Last night I gave meditation a fair shot.  I am not expecting to have some transcendental or cosmic experience, but I feel like the more I go deeper within, the more answers I'll get.  I did some breathing exercise and closed my eyes and tried to tune out the sounds around me.  In the type of exercise I was doing, you are to chose a focus, something you want to change about yourself that, in doing so, would be beneficial to others.  I suppose my weight/food issues would be an easy, general target.  But I wanted to go deeper than that.  I want to find my scars.  I want to heal from within, but I feel like it is going to take meditation to come up with what is really eating me, the ugly truth that hides beneath the surface, and I try to keep it hidden under layers of fat.  So for my first session, which was only about 5 minutes after the breathing, I tried to bring myself to the general focus of being hurt.  Since I began reading Geneen Roth's books and trying to find the hurtful moments that made me feel like food was all I had or all I was good enough for, I keep coming back to the same image.  It is of me, around the age of six, I'd wanted my mother's attention and she was irritated by my interruption of what she was doing.  She snapped at me and I apologized and backed away with tears in my eyes, and went to sit on the steps by myself.  In this image of myself, I want to cry but I know it will only irritate her more, so I pretend that I'm OK, and hum a little song to myself, thinking that maybe if I pretend I am happy, maybe she will be too.  I feel rejected and lonley, but most of all, I feel like I don't matter; I'm too much, too naughty, too loud, too energetic, too demanding, too in-the-way.  I feel abandoned and wrong in every way.  

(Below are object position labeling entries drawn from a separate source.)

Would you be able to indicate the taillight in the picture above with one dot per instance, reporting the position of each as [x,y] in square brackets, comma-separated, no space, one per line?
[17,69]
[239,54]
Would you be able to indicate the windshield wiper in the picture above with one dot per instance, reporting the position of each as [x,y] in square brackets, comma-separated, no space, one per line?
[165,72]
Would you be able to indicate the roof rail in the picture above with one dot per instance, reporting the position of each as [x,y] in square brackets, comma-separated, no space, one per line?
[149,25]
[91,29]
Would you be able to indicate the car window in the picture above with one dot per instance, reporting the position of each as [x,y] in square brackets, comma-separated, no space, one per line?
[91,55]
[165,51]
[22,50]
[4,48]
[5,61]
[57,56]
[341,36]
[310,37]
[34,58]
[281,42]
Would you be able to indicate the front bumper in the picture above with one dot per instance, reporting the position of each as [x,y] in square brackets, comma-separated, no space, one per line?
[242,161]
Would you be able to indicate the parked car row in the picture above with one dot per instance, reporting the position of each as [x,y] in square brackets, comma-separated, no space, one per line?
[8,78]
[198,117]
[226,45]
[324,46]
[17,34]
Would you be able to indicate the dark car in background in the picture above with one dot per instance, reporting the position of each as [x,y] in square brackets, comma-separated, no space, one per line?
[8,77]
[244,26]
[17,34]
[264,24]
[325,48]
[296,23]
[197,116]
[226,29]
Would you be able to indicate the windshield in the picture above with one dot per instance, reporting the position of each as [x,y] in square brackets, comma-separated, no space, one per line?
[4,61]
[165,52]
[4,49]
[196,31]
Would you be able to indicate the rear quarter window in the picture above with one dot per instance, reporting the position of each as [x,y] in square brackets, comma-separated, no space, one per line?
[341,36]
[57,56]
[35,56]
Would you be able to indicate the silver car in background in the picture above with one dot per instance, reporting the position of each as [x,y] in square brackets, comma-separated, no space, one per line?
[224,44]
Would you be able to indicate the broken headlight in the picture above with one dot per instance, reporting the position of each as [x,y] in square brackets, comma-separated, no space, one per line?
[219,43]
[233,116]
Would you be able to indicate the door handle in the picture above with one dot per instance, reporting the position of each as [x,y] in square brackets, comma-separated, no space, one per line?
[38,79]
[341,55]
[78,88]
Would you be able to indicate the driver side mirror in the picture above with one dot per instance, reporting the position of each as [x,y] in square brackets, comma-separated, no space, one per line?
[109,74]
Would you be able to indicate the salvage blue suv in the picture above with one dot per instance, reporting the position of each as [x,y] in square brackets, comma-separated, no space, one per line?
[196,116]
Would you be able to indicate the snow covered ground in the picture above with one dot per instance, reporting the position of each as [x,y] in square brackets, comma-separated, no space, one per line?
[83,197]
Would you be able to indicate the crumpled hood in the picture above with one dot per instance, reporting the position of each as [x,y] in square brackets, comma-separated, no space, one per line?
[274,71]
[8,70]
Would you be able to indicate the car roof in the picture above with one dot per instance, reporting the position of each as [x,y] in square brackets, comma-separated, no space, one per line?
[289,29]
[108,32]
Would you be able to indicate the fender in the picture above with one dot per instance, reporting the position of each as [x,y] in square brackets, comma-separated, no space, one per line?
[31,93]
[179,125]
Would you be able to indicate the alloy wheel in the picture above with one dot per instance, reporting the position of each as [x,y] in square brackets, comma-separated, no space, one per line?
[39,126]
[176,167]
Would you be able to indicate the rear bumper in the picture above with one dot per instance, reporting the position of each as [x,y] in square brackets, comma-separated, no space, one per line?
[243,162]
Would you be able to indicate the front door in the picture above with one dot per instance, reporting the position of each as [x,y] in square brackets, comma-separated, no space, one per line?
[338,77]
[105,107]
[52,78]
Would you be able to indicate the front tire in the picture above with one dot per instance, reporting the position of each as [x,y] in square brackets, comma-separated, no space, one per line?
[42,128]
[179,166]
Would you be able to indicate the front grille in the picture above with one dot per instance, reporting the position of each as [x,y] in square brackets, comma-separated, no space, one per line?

I don't remember when I started comfort-eating, but I do remember comments, meant to help or control, my mother questioning how I could eat as much as I did, sometimes comparing my plate to my dad's, always making me feel guilty and greedy and insatiable.  On a surface level, I understand why she did it.  Her own family had been very poor, and we were not well off either.  She was probably thinking then, what I wonder about my two sons now, how are we going to afford to feed this family if these kids don't let up on the volume?!  Sometimes my 9 year old eats and eats until his stomach looks disdended and horifically uncomfortable, but he goes back to the fridge in search for more.  I worry about what that means because he is like me in so many ways.  I am keeping my eye on this, but I'm also sharing some of the things I'm learning, and I think he will benefit from it.  
Tonight's attempt at meditation was short-lived due to complete lack of focus.  My boys were being noisy on the other side of our shared wall, and people outsides were laughing and yelling at dogs and lighting off firecrackers.  All that came to me was that image of my sad, 6 year old self, sitting on the steps, covering up my hurt with a little song. 
I'm still learning what this all means, I know that hurt little girl has some answers for me and a few other images.  I may try to meditate again now that it's quieter.  I'm focusing on fixing the hurt, showing that little girl that sometimes being alone is uplifting.  Sometimes moms push us away without meaning it because they are dealing with something bigger than we can understand.  Sometimes moms don't have all the answers and sometimes we react emotionally when we wish we wouldn't.  
Sometimes we have to go back in time and be our own mom, reaching out to our hurt memories to show them that it doesn't mean what we think it means; that we are being loved in so many ways we don't recognize at that moment, that we are going to be OK despite that little incident.  That life will rush into us one day and when the time is right, and we are open to it, we will receive it with our entirety.